Synthetic difference in differences, you guessed it, is the difference in differences regression model multiplied by the weights parameter of synthetic control. On top of that it also has weights for trends through time. Another difference compared to the synthetic control method is that the weights on the control units are estimated with a ridge regression, so that there is a penalty term. In estimating the weights for time trends there is no penalty term, because simulations show that better results are achieved if the model is allowed to weigh recent events more heavily. A penalty term may eliminate these.
There is also an R package for implementing the approach, but the method requires that the intervention takes place at the same time for all treatment units, which is not the case for our data.
We therefore turn to the gsynth
package, which stands for generalized synthetic control. It treats finding the counterfactual as a missing data problem. It first uses the control group data and fits a model to it which reduces the covariates to a number of latent factors. The treatment units are then projected onto the space spanned by this lower rank matrix. Each treatment thereby gets a factor loading. After adding these to the matrix, the counterfactuals are imputed as if they were missing data. For more details, read the article here.
We now apply this method to all the democracies in the data set to check democracy’s causal impact on GDP.
library(gsynth)
library(Rcpp)
library(foreach)
library(doParallel)
library(lfe)
library(abind)
library(GGally)
afripanel_NA <- na.omit(afripanel)
system.time(
out <- gsynth(lngdpmad ~ dem + lngdpmadlag + lngdpmadlag2 + lngdpmadlag3 + lngdpmadlag4
+ civwar + ki + civwarend + openk + pwt_xrate + pwt_xrate_lag1 + pwt_xrate_lag2 +
pwt_xrate_lag3,
data = afripanel_NA,
index = c("Country","year"),
force = "two-way",
CV = TRUE,
r = c(0, 5),
se = TRUE,
inference = "parametric",
nboots = 1000,
parallel = TRUE)
)
## Some treated units has too few pre-treatment periods.
## They will be automatically removed.
## Parallel computing ...
## Cross-validating ...
## r = 0; sigma2 = 0.00354; IC = -5.44752; MSPE = 0.00198
## r = 1; sigma2 = 0.00283; IC = -5.04441; MSPE = 0.00197*
## r = 2; sigma2 = 0.00233; IC = -4.64795; MSPE = 0.00259
## r = 3; sigma2 = 0.00194; IC = -4.27520; MSPE = 0.00323
## r = 4; sigma2 = 0.00167; IC = -3.90085; MSPE = 0.00482
## r = 5; sigma2 = 0.00152; IC = -3.49821; MSPE = 0.00862
##
## r* = 1
##
##
Simulating errors ...
Bootstrapping ...
##
list of removed treated units: Tanzania
## user system elapsed
## 1.00 0.30 8.87
plot(out)
Given this plot, we are not sure at all that democracy on average plays a role for good in terms of boosting GDP in Sub-Saharan Africa. Given the (bootstrap based) uncertainty band, it may hamper growth as well.
This is an interesting state of affairs. If we believe the original synthetic control method, it takes some intellectual gymnastics to reconcile it’s results for individual cases with the result in the plot above.
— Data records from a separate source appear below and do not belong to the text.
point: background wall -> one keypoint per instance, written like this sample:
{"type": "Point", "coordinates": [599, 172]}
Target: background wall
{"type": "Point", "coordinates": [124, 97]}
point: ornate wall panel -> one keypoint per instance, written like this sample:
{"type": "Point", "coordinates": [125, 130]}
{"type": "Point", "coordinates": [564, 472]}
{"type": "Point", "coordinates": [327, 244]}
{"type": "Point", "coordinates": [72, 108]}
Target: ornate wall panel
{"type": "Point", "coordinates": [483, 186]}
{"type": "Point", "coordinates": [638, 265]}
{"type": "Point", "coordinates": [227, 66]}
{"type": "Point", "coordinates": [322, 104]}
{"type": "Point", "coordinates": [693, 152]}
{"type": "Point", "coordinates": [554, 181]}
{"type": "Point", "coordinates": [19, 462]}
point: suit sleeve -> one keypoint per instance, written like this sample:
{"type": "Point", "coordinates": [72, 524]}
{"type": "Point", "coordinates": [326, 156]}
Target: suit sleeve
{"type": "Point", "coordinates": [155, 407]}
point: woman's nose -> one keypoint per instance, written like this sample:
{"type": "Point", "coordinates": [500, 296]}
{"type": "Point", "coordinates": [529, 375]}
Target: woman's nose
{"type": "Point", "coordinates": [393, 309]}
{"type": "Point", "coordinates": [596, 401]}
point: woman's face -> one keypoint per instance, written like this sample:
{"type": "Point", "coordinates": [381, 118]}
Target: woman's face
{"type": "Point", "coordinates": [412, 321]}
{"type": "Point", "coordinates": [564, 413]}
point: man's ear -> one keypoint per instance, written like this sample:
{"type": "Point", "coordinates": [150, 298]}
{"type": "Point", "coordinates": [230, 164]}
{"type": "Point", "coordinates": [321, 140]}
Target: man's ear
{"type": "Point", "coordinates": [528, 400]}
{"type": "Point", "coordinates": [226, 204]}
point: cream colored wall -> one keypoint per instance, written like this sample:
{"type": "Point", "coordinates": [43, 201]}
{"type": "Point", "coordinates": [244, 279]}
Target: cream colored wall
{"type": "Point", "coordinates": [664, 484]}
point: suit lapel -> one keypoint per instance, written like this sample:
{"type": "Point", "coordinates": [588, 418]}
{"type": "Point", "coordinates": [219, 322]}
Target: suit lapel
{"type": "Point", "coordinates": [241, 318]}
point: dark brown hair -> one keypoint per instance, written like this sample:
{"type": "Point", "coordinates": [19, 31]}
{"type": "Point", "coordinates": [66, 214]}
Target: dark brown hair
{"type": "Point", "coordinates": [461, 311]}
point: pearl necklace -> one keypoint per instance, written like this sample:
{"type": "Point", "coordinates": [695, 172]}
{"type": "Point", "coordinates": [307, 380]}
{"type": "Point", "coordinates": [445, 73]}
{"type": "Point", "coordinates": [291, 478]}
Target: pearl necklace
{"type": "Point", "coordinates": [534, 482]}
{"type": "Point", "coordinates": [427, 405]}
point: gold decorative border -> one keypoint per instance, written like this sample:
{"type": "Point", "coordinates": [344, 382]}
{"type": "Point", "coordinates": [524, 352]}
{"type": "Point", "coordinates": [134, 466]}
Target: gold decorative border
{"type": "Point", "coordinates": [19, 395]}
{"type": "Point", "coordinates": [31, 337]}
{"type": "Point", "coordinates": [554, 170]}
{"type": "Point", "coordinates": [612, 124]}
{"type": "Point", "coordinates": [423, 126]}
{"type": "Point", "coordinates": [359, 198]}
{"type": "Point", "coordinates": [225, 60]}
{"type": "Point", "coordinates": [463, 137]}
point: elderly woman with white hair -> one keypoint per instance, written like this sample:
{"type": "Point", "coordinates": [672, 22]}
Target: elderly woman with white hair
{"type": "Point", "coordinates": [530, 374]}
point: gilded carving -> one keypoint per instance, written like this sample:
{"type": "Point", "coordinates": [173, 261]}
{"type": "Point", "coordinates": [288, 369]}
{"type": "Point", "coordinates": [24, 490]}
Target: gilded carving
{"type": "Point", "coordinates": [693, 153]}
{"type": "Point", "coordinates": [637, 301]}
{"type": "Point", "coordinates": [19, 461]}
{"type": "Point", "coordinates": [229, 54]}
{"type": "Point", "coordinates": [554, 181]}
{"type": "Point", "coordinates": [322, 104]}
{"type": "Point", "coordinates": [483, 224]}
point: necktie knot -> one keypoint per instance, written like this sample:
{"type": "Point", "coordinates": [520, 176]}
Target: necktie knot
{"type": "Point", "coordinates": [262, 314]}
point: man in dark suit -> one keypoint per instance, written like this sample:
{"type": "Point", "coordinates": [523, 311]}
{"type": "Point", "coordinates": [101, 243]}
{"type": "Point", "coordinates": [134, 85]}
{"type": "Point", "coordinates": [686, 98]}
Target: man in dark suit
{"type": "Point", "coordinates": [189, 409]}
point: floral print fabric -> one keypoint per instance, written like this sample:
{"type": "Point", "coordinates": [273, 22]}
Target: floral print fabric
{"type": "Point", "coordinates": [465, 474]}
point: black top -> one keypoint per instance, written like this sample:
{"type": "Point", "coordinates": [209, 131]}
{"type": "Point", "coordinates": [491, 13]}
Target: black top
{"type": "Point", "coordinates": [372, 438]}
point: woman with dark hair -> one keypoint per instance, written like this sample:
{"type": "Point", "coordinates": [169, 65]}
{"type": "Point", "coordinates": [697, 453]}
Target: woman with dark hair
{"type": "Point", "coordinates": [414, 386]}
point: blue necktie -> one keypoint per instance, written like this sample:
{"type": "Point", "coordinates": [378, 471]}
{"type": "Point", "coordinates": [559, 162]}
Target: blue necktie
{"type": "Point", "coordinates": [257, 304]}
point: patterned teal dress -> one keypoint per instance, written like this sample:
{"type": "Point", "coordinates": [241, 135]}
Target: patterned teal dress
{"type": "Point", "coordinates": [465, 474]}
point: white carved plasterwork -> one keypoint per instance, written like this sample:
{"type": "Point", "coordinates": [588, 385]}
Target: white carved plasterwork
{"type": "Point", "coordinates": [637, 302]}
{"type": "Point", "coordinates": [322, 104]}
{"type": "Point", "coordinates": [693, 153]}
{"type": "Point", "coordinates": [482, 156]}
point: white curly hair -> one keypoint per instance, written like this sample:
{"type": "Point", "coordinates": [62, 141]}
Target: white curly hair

It is of course possible that democracy is the cause of GDP growth in some countries while it slows down growth in others. Economies are very different. Maybe the level of trade or resource exploitation interacts in some way with democratic institutions. But the burden may be on those who claim distinct effects to show these interactions exist.
Moreover, the confidence in the causal claim in individual cases is diminished by the indirect nature of the placebo inference method. In the case of Mali, the placebo trials on the controls that we demonstrated were not all that convincing anyway, because the pre-treatment fit was not great.
In this case, the causal effect of democracy on GDP in Mali may have been due to researcher degrees of freedom. The placebo methods shows that the counterfactual for Mali is likely noisy, given the imperfect pre-treatment fit, which is also true for the other democracies. Noise means variation and the fact that the effect in Mali is the greatest of all countries suggests that it was not the most representative case. Noise in the data and researcher degrees of freedom remain a dangerous combination. The synthetic control method is not exempt from this threat.